Post-silicon platform for the functional diagnosis and debug of networks-on-chip

  • Authors:
  • Rawan Abdel-Khalek;Valeria Bertacco

  • Affiliations:
  • University of Michigan, Ann Arbor, MI;University of Michigan, Ann Arbor, MI

  • Venue:
  • ACM Transactions on Embedded Computing Systems (TECS) - Special Issue on Design Challenges for Many-Core Processors, Special Section on ESTIMedia'13 and Regular Papers
  • Year:
  • 2014

Quantified Score

Hi-index 0.00

Visualization

Abstract

The increasing number of units in today's systems-on-chip and multicore processors has led to complex intra-chip communication solutions.
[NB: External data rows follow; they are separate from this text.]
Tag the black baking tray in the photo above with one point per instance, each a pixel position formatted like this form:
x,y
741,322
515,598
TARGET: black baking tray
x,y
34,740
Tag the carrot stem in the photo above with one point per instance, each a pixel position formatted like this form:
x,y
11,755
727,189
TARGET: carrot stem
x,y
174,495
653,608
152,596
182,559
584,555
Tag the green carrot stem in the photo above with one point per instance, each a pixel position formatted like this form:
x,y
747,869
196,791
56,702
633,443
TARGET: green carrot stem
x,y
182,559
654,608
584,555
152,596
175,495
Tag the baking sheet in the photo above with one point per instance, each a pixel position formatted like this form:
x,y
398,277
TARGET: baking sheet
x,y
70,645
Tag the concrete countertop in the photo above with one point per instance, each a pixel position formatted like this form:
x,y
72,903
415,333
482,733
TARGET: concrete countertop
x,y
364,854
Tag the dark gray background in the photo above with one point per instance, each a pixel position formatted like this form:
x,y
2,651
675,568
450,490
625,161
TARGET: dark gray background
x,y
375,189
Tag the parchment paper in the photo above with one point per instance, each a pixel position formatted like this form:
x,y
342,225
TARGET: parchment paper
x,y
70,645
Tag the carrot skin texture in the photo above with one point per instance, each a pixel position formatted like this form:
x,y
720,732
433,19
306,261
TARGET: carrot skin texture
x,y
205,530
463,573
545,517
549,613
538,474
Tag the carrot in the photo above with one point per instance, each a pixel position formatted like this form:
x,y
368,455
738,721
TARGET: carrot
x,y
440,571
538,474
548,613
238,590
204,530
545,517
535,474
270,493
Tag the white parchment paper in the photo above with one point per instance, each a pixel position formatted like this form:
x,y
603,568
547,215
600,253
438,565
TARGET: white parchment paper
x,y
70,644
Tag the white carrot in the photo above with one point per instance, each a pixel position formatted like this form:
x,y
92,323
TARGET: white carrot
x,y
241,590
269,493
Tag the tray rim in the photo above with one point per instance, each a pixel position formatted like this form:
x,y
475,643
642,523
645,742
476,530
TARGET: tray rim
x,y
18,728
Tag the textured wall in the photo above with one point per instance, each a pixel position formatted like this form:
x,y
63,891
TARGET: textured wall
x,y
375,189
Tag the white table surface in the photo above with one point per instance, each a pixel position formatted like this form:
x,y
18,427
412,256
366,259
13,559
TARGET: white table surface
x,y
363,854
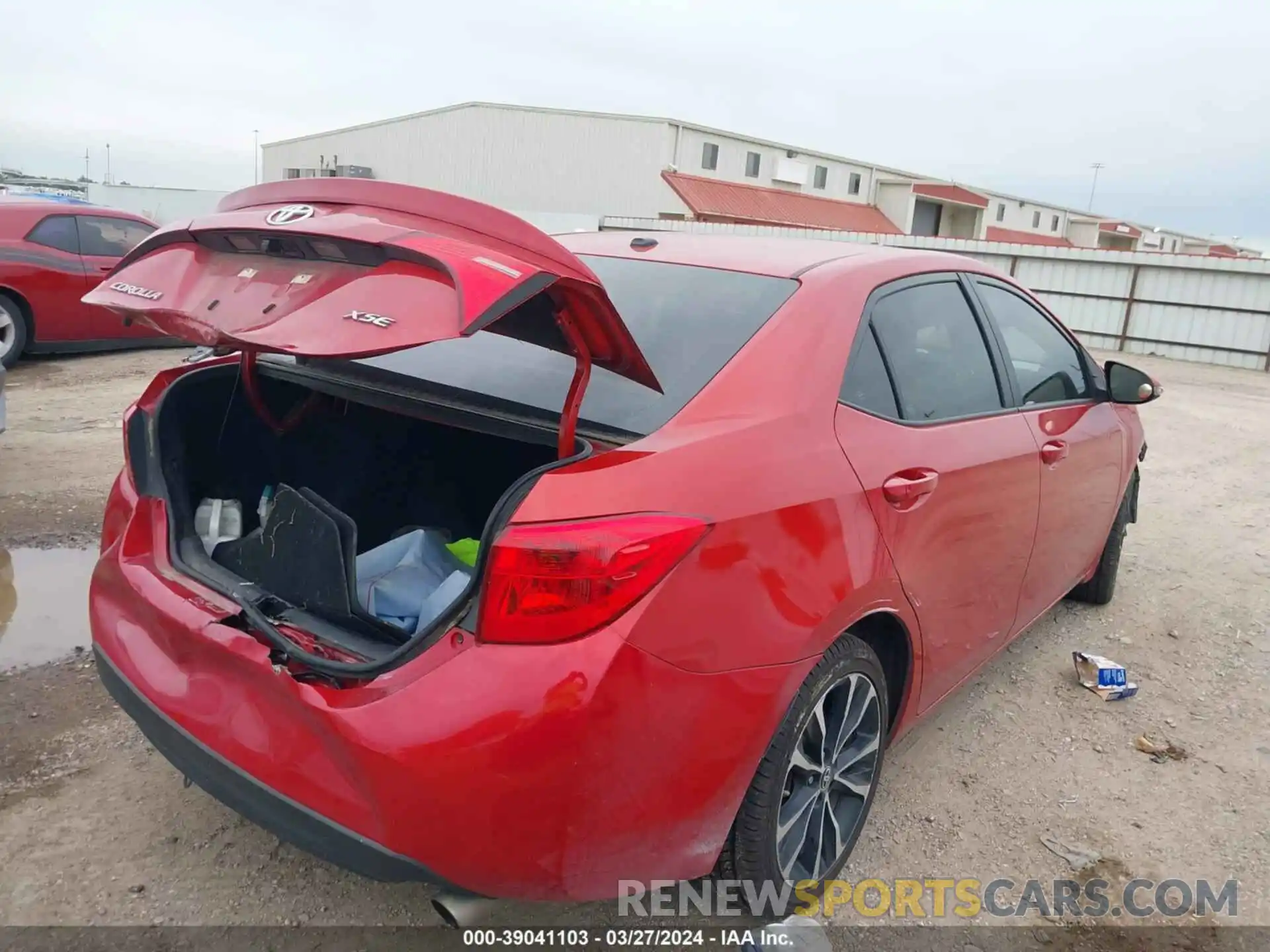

Specifically, Networks-on-Chip (NoCs) have emerged as a favorable fabric to provide high bandwidth and low latency in connecting many units in a same chip. To achieve these goals, the NoC often includes complex components and advanced features, leading to the development of large and highly complex interconnect subsystems. One of the biggest challenges in these designs is to ensure the correct functionality of this communication infrastructure. To support this goal, an increasing fraction of the validation effort has shifted to post-silicon validation, because it permits exercising network activities that are too complex to be validated in pre-silicon. However, post-silicon validation is hindered by the lack of observability of the network's internal operations and thus, diagnosing functional errors during this phase is very difficult. In this work, we propose a post-silicon validation platform that improves observability of network operations by taking periodic snapshots of the traffic traversing the network. Each node's local cache is configured to temporarily store the snapshot logs in a designated area reserved for post-silicon validation and relinquished after product release. Each snapshot log is analyzed locally by a software algorithm running on its corresponding core, in order to detect functional errors. Upon error detection, all snapshot logs are aggregated at a central location to extract additional debug data, including an overview of network traffic surrounding the error event, as well as a partial reconstruction of the routes followed by packets in flight at the time. In our experiments, we found that this approach allows us to detect several types of functional errors, as well as observe, on average, over 50% of the network's traffic and reconstruct at least half of each of their routes through the network.